Question

A car travels at a constant speed around a circular track whose radius is 2.77 km. The car goes once around the track in 361 s. What is the magnitude of the centripetal acceleration of the car? A car travels at a constant speed around a circular track whose radius is 2.77 km. The car goes once around the track in 361 s.

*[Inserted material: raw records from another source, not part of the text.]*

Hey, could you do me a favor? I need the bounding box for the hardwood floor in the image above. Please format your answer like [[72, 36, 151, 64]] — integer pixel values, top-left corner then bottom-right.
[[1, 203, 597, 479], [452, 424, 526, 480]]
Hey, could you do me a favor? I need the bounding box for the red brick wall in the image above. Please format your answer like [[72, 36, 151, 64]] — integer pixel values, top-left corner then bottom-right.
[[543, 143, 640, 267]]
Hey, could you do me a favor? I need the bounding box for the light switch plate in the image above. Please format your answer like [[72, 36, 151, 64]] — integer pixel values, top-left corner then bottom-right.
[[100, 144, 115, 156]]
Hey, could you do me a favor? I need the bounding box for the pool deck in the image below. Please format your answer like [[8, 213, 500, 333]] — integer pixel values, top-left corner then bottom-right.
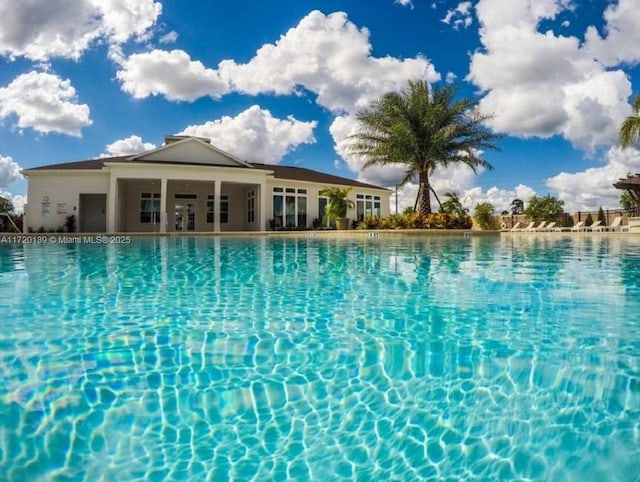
[[1, 229, 639, 241]]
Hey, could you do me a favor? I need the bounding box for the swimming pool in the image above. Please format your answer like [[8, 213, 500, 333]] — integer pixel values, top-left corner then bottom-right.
[[1, 235, 639, 480]]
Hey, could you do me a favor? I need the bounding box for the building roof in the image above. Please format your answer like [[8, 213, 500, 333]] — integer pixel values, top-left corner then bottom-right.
[[24, 155, 388, 191]]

What is the magnitude of the centripetal acceleration of the car? @Physics

Answer 1

Centripetal acceleration is given by:
\[\Large {a_c} = \frac{{{v^2}}}{r}\]
To get the velocity, work out the linear distance of the track - i.e. the circumference of the circle - and how far was travelled in this time, remembering to convert from km to m (1km = 1*10^3m):
\[\Large d = 2\pi r = 2 \cdot \pi \cdot 2.77 \times {10^3} = 17404{\rm{ m}}\]
Given that the velocity was constant, we can then take the average velocity:
\[\Large v = \frac{d}{t} = \frac{{17404}}{{361}} = 48.2{\rm{ m}}{{\rm{s}}^{ - 1}}\]
Plug this into the centripetal acceleration formula:
\[\Large {a_c} = \frac{{{{48.2}^2}}}{{2.77 \times {{10}^3}}} = 0.839{\rm{ m}}{{\rm{s}}^{ - 2}}\]And there we have it.